Whilst Mark Harper, Andrea Leadsom and Esther McVey have been knocked out of the race, Johnson has secured 114 votes which puts him far ahead of the remaining seven candidates. Jeremy Hunt, who in 2005 co-authored a book calling for the privatisation of the NHS and later went on to become Health Secretary, came second with 43 votes.
During his tenure as Foreign Minister from 2016 to 2018 and his eight-year term as London Mayor, Johnson proved to be a controversial figure in British politics and made a number of offensive comments about the Middle East.
When in 2016 details of his earnings were made public, observers were shocked to find out he earnt £266,667 a year for a Telegraph column which he used to regularly put forward his thoughts on the region.
When Syria’s Bashir Al-Assad recaptured the UNESCO site of Palmyra from Daesh in 2016, he wrote that he could not conceal his elation that the Syrian army was back in control.
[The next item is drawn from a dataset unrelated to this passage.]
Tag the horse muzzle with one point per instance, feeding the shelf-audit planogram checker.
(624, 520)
Al-Assad and his regime have killed thousands more civilians than Daesh and have used rape and torture as a weapon of war.
Johnson voted for the war in Iraq, for intervention in Libya, and against a 2016 proposal for the UK to take in 3,000 unaccompanied Syrian minors warning that “we must not become a magnet or a pole of attraction for economic rights.”
He faced calls to resign following comments he made in 2017, that the Libyan city of Sirte could be the next Dubai once they’ve cleared away the dead bodies.
Last year he was accused of Islamophobia after commenting that Muslim women who wore the burka “look like letterboxes” and “bank robbers”. Amidst the backlash his sister wrote in the Daily Mail that he did not go far enough in his comments.
On Radio 4 this morning Priti Patel, who was forced to resign as international development secretary in 2017 after it was revealed she was holding secret meetings with Israeli officials including Benjamin Netanyahu, defended Johnson.
She said his comments regarding the burka were “not to mock” them but instead “a clear defence of women’s rights to wear whatever they like.”